Si dice assolutamente contraria all’ipotesi di “scomputare” dal calcolo del deficit gli investimenti verdi la nuova presidente della Commissione europea, così come stanno discutendo i ministri delle Finanze nell’ambito del Patto di Stabilità. In un’ampia intervista rilasciata in settimana a un gruppo di giornali europei, tra cui Il Sole 24 Ore, Ursula von der Leyen afferma infatti che “no” non è favorevole a questa ipotesi, perché “temo – sostiene – che vi sarebbero troppe tentazioni per fare del green washing”, ovvero – letteralmente – un ambientalismo di facciata.
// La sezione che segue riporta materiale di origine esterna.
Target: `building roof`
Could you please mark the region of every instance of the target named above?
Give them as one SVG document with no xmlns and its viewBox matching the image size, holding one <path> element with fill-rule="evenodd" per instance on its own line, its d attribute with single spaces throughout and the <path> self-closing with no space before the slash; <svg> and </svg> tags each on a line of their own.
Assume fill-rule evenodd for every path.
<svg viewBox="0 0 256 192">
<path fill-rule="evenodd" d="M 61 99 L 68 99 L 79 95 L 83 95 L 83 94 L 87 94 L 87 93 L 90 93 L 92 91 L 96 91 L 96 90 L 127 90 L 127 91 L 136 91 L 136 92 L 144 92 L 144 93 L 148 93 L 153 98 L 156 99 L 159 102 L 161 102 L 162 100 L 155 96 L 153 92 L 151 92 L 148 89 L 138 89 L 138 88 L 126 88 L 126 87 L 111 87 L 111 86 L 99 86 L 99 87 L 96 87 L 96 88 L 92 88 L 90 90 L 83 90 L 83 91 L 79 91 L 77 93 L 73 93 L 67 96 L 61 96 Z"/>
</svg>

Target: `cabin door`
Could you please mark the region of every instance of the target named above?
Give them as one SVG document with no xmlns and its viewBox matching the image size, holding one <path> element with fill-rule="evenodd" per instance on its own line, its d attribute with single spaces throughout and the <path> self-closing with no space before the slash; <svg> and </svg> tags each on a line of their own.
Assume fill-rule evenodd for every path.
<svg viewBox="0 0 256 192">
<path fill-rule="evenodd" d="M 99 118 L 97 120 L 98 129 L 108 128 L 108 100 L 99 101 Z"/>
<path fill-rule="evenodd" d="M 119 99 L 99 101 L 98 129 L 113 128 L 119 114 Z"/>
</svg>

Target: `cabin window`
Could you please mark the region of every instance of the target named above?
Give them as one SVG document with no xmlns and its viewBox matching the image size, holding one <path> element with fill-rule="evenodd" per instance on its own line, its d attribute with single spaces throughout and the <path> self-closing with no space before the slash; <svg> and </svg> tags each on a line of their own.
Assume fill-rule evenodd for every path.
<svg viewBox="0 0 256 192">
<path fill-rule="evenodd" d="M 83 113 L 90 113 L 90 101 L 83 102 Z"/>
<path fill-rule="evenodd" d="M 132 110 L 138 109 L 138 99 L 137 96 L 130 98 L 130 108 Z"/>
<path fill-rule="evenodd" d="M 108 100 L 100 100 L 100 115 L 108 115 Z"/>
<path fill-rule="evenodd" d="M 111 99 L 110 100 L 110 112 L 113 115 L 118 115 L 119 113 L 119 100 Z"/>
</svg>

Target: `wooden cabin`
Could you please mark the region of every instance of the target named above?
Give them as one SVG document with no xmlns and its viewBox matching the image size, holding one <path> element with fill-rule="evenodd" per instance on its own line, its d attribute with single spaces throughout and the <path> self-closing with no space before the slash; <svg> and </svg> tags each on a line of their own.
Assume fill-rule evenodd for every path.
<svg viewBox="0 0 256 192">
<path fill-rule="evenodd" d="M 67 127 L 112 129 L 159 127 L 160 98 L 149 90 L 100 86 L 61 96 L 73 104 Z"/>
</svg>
Secondo la presidente della Commissione Ue, “la strategia di crescita “dell’Unione “si basa sul Green New Deal” e “se lo facciamo bene, investiremo massicciamente in scienza e ricerca, nelle nuove tecnologie”, Anzi, “se lo facciamo bene – insiste – scopriremo che vi sono grandi benefici nel finanziamento verde”. Perciò, aggiunge, dobbiamo essere molto coerenti nel mettere a punto concretamente misure e tecnologie di riduzione del Co2, ma credo che sia un obiettivo raggiungibile all’interno del Patto di Stabilità e di Crescita” in quanto “vi è una interdipendenza tra finanze pubbliche in ordine e sufficiente margine di manovra nel Patto a favore degli investimenti”.
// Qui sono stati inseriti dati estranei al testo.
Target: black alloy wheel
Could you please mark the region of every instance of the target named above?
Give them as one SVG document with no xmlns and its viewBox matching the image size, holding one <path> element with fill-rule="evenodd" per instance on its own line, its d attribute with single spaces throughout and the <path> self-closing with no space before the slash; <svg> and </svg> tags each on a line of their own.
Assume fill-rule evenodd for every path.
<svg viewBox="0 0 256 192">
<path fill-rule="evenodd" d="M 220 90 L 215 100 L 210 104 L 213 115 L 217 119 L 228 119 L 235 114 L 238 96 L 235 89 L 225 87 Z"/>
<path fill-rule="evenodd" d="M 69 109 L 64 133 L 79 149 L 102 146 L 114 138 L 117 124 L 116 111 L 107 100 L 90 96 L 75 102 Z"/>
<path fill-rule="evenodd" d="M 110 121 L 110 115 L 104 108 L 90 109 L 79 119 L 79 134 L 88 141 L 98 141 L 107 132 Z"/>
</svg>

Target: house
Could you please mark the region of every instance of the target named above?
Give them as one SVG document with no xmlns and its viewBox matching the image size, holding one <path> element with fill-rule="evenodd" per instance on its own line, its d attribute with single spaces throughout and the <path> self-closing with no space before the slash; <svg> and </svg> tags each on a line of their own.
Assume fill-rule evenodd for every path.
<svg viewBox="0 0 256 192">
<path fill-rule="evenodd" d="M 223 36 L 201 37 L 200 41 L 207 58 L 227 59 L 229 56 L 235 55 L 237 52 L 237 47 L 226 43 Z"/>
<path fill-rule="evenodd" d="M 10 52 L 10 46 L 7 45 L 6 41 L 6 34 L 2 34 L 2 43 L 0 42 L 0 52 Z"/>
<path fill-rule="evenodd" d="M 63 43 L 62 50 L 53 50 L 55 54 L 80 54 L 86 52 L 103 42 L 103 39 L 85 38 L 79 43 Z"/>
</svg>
"L'Europa può fare la differenza"
Nell’ampia intervista in cui von der Leyen sostiene anche che la vera scommessa della nuova linea europea “sarà di mostrare alle pubbliche opinioni che possiamo mettere in pratica le nostre promesse, che l’Europa può fare la differenza, e che insieme i 28 stati membri possono realizzare molto più di quanto non riescano da soli”, la presidente della Commissione affronta anche il caso della Cina che si presenta come “una sfida quotidiana” verso la quale – dice – “dobbiamo trovare il giusto equilibrio sulle questioni in cui abbiamo posizioni molto diverse, come sulla sicurezza cibernetica o sulla protezione dei dati degli individui e delle società”. E non solo: “Poi dobbiamo trovare interessi comuni sui quali possiamo lavorare in modo costruttivo, come per esempio sul fronte climatico, e in altre parole, “oltre ai temi che dobbiamo affrontare, come i diritti umani o il mondo digitale, dobbiamo trovare campi su cui lavorare insieme” dichiara von der Leyen.
E alla domanda specifica su come l’Unione si comporterà nei confronti della minaccia rappresentata da Huawei, la presidente risponde che la Commissione europea “ha raccolto i punti di vista di tutti i paesi membri ed entro la fine dell’anno svilupperemo un approccio comune sugli standard di sicurezza che dovranno essere garantiti in occasione di investimenti stranieri, in generale e al di là del caso Huawei”.
"Con Trump questioni aperte ma siamo dalla stessa parte"
In un passaggio dell’intervista, von der Leyen affronta anche il “caso Trump” a fronte di un ordine mondiale che appare alquanto scombussolato in cui il capo della Casa Bioanca è anche fonte di incertezze e sorprese. Così alla domanda su come pensa di interagire con la Casa Bianca e con gli Stati Uniti, von der Leyen rsponde che prima di tutto “dobbiamo tenere a mente la profonda amicizia e i forti legami transatlantici che legano Stati Uniti e Unione europea, basati su tantissimi progetti, attività economiche, scambi universitari che abbiamo in comune”, ma ciò detto “è un fatto che vi sono questioni aperte con il governo americano, ma non ci dimenticheremo mai da che parte del tavolo siamo, ossia la stessa parte”.
Tant’è che “l’ombrello della sicurezza americana dopo la Seconda guerra mondiale ci ha permesso di sviluppare una economia forte e di successo” ma ora “è arrivato il momento per noi in quanto Unione europea di rafforzarci”. In che modo? “Credo che sia possibile trovare il nostro metodo europeo tra partner che si confrontano allo stesso livello” risponde von der Leyen.
Un passaggio la presidente Ue lo dedica anche alla Nato, la quale “sarà sempre una alleanza di difesa collettiva basata sull’articolo 5 del Trattato”, tuttavia – aggiunge – “vi sono campi nei quali non vedo spazio per la Nato, bensì per l’Unione europea per via dell’ampio spettro di strumenti che questa ha a sua disposizione, nel settore dello sviluppo o in termini diplomatici”. Infatti, “dal 2015 abbiamo iniziato a sviluppare una unione europea della difesa – spiega –, aumentando l’interoperabilità tra le forze militari dei paesi membri”. E “siamo profondamente convinti che la sicurezza militare non sia sostenibile da sola se non è accompagnata da una diplomazia forte e da investimenti nello sviluppo, e viceversa” conclude.